Leif Isaksen, Keith May
Linked Data and Semantic Web based approaches to data management have now become commonplace in the field of heritage. So commonplace in fact, that despite frequent mention in digital literature, and a growing familiarity with concepts such as URIs and RDF across the domain, it is starting to see fall off in Computer Science conferences and journals as many of the purely technical issues are seen to be ‘solved’. So is the revolution over? We propose that until the benefits of Linked Data are seen in real interconnections between independent systems it will not properly have begun. This session will discuss the socio-technical challenges required to build a concrete Semantic Web in the heritage sector. We particularly invite papers that offer practical approaches and experience relating to:
- Interface development and user support for ingestion, annotation and consumption
- Management, publication and sustainability of Linked Data resources
- Building cross and inter-domain Linked Data communities
- Processes for establishing usage conventions of specific terms, vocabularies and ontologies
- Alignment processes for overlapping vocabularies
- Engage non-technical users with adopting semantic technologies
- Licensing and acknowledgment in distributed systems (especially those across multiple legal jurisdictions)

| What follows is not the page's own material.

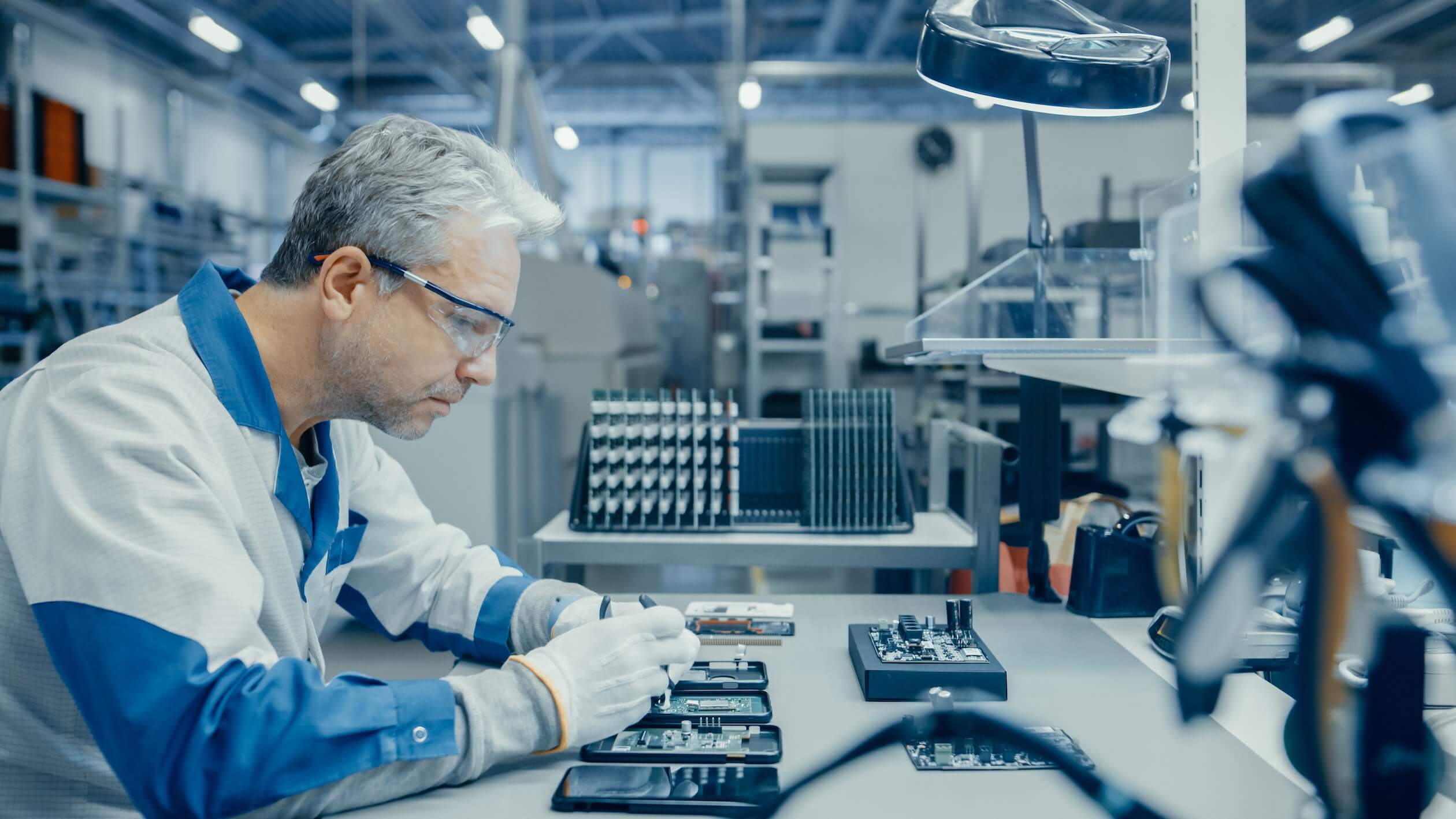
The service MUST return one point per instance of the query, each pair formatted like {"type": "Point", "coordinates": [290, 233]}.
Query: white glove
{"type": "Point", "coordinates": [605, 674]}
{"type": "Point", "coordinates": [589, 610]}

- Incorporation within other software paradigms: TEI, GIS, plain text, imaging software, VR, etc.
- Access implications of integrating open and private content
- Mapping the Field – what components are now properly in place? What remains to be done?
Papers should try to provide evidence of proposed approaches in use across multiple systems wherever possible. Purely theoretical papers and those dealing solely with a single data system are explicitly out of scope for this session.